While Oriental Insurance Company is the first to lead the market with an escalating health plan, others are likely to follow suit. The health insurance market is estimated at around Rs 2,200 crore but the claims ratio in this segment has been above 100 per cent. Insurers are now hiking the premium to stop the bleeding. Public sector insurance companies account for 75 per cent of the market.
The other salient features of Oriental's health plan is a rise in the minimum sum insured or cover to Rs 50,000 from Rs 15,000. The minimum sum insured can be moved up in slabs of Rs 25,000 up to Rs 2 lakh against Rs 5,000 previously.

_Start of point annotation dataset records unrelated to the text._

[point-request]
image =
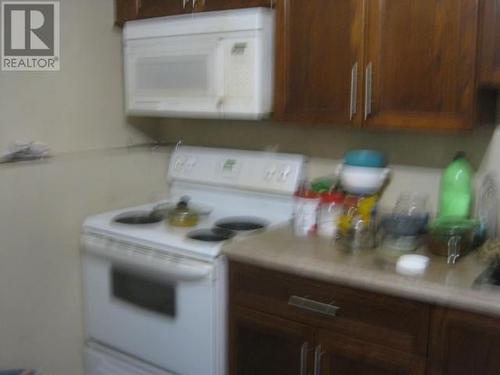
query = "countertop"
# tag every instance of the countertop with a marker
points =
(316, 258)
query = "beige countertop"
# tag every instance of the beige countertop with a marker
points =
(312, 257)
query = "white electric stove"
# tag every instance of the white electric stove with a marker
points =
(155, 295)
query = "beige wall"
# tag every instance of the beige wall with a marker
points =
(42, 208)
(42, 205)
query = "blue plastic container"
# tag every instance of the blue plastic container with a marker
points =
(365, 158)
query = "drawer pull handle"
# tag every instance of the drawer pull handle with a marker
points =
(314, 306)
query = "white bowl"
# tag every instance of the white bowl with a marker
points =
(362, 180)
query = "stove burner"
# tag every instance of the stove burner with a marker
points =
(242, 223)
(138, 218)
(211, 235)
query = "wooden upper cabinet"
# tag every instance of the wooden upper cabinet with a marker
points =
(319, 60)
(420, 63)
(463, 344)
(127, 10)
(261, 344)
(489, 72)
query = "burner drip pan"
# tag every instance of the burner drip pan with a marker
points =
(242, 223)
(211, 235)
(138, 218)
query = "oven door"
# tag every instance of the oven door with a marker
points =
(174, 76)
(161, 315)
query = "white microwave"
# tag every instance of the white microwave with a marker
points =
(203, 65)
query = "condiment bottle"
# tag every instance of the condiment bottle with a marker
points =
(456, 189)
(306, 210)
(330, 211)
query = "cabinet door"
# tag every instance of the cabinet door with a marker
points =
(208, 5)
(319, 60)
(420, 63)
(464, 344)
(490, 43)
(127, 10)
(159, 8)
(339, 355)
(264, 345)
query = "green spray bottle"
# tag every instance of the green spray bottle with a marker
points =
(456, 189)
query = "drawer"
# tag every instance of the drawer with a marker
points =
(372, 317)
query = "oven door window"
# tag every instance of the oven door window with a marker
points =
(144, 291)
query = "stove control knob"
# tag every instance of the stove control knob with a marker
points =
(284, 173)
(270, 173)
(179, 164)
(191, 163)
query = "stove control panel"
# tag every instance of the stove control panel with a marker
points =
(253, 170)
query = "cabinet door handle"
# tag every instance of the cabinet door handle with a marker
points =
(368, 89)
(318, 353)
(303, 358)
(354, 91)
(314, 306)
(195, 2)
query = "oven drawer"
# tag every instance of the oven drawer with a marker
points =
(389, 321)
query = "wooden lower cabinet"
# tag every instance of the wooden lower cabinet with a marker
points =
(336, 355)
(464, 344)
(267, 338)
(261, 344)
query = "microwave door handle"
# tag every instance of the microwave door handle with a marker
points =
(220, 81)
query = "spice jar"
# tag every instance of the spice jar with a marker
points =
(330, 211)
(306, 211)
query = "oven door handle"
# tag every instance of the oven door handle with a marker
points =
(167, 265)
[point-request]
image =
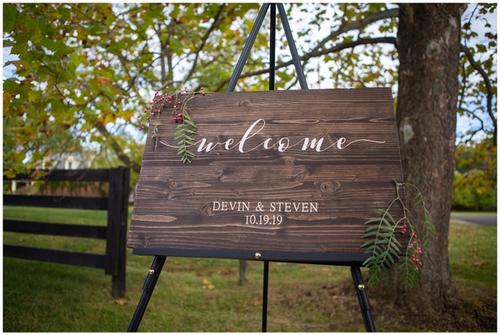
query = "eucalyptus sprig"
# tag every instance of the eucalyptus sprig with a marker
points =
(185, 126)
(385, 248)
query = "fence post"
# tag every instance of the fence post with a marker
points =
(117, 229)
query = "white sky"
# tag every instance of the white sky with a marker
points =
(313, 77)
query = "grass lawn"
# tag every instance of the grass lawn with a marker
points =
(195, 294)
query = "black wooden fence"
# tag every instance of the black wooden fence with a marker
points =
(116, 204)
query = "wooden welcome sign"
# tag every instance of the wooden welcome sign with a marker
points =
(280, 175)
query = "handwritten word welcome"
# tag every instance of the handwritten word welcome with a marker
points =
(282, 144)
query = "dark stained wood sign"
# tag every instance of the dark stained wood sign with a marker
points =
(280, 175)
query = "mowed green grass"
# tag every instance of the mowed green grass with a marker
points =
(195, 294)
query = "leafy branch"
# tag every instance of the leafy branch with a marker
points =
(384, 233)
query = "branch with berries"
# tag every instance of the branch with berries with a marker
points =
(185, 127)
(383, 244)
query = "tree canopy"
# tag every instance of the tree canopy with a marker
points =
(79, 76)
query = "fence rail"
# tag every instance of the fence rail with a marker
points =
(116, 204)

Limits have also been placed on hospital expenses like room rent and diagnostic charges. There is a limit of 1 per cent or Rs 1,000 on room rent per day and 2 per cent or Rs 2,000 on diagnostic charges for any individual with a Rs 1 lakh cover.
"Medical expenses have skyrocketed and to keep up with the growing expenses, the minimum sum assured has been increased and limits have been put in place," said a senior official from Oriental Insurance Company.
Instead of granting a cumulative bonus for `no claims' by increasing the sum insured by 5 per cent, the premium will be trimmed by 5 per cent.
While earlier, health insurance reimbursed just 5-6 diseases if the period of hospitalisation was less than 24 hours, the list has now been extended to include 26 treatments.
It includes surgery of throat, hernia, coronary angioplasty, lithotripsy (kidney stone removal), hysterectomy and radiotherapy.